Over 1,000 different types of biodiversity credits can be created under the Biodiversity Offsets Scheme. There are rules about which biodiversity credits developers must secure to meet their offsetting obligation. Because most of the demand for biodiversity credits comes from these developers, demand for each type of credit may vary.  

The biodiversity credits market is growing

Major projects account for a substantial proportion of all credit demand in the credits market. More than two-thirds of cumulative demand likely relates to state significant development and infrastructure. 

This demand is increasing as major projects in the New South Wales infrastructure pipeline seek to offset their development impacts. 

The Credits Supply Taskforce was launched in 2022 to:

  • help increase certainty for landholders
  • reduce the lag time between supply and demand for credits
  • assist in further developing the credits market.

For more information, see Generating credits with a Biodiversity Stewardship Agreement.

The total market value of Biodiversity Offsets Scheme credit trades (excluding trades under the previous BioBanking Scheme) in the financial year 2022–23 was $105.1 million, compared with $63.3 million in the previous financial year 2021–22. As the Credits Supply Taskforce ramps up activity, this is expected to grow again in the 2023–24 financial year.

The total value of all market trades to date (including trades under the current scheme and previous BioBanking Scheme) is $763.1 million between 31 May 2010 and 28 November 2023.

Credit demand, supply and price information

There are a range of resources to help people consider:

  • the supply, demand and pricing of biodiversity credits
  • how to identify buyers and sellers.  

An overview of these resources is available in the Summary tables of biodiversity credit market information.  
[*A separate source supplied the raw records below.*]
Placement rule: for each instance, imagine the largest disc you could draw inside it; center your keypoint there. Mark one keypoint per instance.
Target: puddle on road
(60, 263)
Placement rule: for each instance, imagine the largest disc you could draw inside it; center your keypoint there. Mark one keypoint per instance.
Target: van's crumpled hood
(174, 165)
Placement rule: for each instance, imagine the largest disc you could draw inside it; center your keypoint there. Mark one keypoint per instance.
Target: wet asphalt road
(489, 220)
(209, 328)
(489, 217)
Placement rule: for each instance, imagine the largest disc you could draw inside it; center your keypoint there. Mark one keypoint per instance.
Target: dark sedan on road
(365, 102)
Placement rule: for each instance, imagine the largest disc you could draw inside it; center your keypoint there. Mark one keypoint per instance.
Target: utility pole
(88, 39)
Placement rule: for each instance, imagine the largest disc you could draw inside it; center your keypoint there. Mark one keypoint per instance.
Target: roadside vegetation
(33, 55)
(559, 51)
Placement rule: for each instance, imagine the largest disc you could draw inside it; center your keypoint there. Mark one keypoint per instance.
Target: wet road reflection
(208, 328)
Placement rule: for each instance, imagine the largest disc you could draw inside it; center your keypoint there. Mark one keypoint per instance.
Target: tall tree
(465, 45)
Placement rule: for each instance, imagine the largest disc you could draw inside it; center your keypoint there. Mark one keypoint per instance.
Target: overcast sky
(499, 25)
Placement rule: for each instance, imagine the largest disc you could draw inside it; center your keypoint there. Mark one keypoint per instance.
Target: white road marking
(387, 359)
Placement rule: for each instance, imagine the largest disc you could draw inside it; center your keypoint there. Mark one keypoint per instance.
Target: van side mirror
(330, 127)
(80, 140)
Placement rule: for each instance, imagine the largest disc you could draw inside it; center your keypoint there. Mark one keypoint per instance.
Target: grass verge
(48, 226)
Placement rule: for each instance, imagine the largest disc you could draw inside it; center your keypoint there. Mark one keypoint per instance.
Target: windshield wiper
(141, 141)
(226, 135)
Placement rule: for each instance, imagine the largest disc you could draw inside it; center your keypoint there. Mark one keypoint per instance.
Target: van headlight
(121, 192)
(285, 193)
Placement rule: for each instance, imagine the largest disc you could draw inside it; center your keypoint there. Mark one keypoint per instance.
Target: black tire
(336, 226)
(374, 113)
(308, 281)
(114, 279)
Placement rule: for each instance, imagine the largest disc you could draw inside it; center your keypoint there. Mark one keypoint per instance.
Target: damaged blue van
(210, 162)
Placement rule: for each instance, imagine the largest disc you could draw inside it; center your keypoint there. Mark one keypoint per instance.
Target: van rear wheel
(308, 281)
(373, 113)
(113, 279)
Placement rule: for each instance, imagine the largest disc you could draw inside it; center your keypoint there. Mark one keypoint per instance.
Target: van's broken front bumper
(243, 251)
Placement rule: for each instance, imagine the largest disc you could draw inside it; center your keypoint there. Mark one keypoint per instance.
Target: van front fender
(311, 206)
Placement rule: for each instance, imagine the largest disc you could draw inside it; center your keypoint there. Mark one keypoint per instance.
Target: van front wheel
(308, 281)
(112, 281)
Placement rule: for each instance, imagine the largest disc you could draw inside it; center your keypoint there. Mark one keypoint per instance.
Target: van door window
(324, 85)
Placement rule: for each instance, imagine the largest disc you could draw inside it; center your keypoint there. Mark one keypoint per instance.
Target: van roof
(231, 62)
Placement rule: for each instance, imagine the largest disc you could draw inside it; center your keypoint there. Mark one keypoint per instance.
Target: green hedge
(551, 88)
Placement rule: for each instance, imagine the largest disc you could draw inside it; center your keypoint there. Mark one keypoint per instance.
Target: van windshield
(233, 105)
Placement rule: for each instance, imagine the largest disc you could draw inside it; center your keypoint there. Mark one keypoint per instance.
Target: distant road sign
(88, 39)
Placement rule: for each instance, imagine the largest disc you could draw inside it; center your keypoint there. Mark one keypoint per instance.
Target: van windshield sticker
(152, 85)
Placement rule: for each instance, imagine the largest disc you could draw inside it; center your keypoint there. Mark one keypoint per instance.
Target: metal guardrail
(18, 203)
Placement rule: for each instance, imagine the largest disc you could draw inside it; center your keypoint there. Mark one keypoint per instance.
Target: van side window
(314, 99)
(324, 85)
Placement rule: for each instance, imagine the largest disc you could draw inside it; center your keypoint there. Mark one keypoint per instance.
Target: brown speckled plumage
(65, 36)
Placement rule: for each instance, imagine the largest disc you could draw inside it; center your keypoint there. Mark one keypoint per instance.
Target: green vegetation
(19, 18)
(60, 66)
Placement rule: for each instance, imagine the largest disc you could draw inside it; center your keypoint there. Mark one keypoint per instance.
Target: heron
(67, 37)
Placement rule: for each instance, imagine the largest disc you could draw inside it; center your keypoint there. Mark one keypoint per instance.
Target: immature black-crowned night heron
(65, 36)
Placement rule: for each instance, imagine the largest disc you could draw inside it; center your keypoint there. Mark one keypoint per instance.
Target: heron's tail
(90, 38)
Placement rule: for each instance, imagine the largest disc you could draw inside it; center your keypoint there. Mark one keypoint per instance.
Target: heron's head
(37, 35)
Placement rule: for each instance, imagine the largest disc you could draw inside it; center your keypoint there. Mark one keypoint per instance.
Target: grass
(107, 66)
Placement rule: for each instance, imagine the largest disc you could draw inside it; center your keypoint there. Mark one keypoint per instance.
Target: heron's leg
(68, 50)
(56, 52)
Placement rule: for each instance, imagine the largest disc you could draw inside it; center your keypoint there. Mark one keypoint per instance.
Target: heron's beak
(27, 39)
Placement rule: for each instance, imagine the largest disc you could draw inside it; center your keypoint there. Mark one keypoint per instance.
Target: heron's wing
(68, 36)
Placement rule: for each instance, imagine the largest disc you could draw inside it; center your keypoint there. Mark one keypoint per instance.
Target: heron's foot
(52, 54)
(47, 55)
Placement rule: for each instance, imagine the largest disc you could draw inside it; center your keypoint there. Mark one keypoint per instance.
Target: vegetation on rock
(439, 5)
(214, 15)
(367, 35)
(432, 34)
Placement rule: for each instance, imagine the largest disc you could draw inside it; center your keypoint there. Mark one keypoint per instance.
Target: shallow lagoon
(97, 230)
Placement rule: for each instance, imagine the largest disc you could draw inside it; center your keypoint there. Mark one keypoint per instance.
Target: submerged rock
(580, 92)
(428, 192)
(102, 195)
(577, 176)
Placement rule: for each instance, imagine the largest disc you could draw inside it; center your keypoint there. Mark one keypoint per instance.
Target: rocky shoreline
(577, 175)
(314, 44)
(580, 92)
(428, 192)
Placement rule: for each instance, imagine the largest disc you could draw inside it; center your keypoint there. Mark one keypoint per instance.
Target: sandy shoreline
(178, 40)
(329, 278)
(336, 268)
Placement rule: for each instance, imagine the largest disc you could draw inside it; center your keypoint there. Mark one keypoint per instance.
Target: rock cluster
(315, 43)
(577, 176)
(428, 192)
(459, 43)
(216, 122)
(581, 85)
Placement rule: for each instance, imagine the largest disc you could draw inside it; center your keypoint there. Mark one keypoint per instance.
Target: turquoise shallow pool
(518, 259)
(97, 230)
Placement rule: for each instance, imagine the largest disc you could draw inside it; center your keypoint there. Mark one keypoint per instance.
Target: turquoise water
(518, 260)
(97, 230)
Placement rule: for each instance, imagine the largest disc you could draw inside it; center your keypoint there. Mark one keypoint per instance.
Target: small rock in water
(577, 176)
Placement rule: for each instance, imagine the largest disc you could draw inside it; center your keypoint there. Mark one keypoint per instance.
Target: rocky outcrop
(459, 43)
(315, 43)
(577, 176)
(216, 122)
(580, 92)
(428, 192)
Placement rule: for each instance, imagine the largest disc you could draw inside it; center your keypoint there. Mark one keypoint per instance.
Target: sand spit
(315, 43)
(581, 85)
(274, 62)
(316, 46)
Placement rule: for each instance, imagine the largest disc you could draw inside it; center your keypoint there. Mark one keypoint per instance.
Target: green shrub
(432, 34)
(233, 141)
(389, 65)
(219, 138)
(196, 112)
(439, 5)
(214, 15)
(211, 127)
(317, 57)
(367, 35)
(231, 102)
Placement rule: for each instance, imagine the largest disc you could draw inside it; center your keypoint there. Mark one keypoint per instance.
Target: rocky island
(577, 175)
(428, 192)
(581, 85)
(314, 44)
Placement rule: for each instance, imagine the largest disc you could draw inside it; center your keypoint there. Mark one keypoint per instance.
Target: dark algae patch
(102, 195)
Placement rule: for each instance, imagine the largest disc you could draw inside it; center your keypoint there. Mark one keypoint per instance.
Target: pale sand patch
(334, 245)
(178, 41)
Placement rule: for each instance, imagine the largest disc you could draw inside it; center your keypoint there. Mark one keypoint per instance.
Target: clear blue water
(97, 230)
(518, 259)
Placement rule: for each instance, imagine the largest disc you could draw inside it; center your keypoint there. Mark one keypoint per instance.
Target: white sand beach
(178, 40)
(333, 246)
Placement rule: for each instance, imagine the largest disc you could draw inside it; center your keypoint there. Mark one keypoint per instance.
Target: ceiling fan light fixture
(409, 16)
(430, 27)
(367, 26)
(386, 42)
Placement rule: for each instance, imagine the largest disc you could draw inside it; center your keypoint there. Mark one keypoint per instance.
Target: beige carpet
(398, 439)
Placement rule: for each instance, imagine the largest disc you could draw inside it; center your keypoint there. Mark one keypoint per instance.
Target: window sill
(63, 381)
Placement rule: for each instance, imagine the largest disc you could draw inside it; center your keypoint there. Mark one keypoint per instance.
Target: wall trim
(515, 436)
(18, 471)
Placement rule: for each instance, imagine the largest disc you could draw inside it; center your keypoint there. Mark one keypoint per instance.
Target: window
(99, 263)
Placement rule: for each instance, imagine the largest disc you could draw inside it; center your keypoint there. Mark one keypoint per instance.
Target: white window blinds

There are 3 tables, which cover information about:

  • supply of credits  
  • demand for credits  
  • prices of credits.  

Independent market monitoring  

The Independent Pricing and Regulatory Tribunal (IPART) is monitoring and reporting on the biodiversity credits market for 3 years from 2022–23 to 2024–25. Independent monitoring will support transparency and confidence in the Biodiversity Offsets Scheme and help to improve its operation.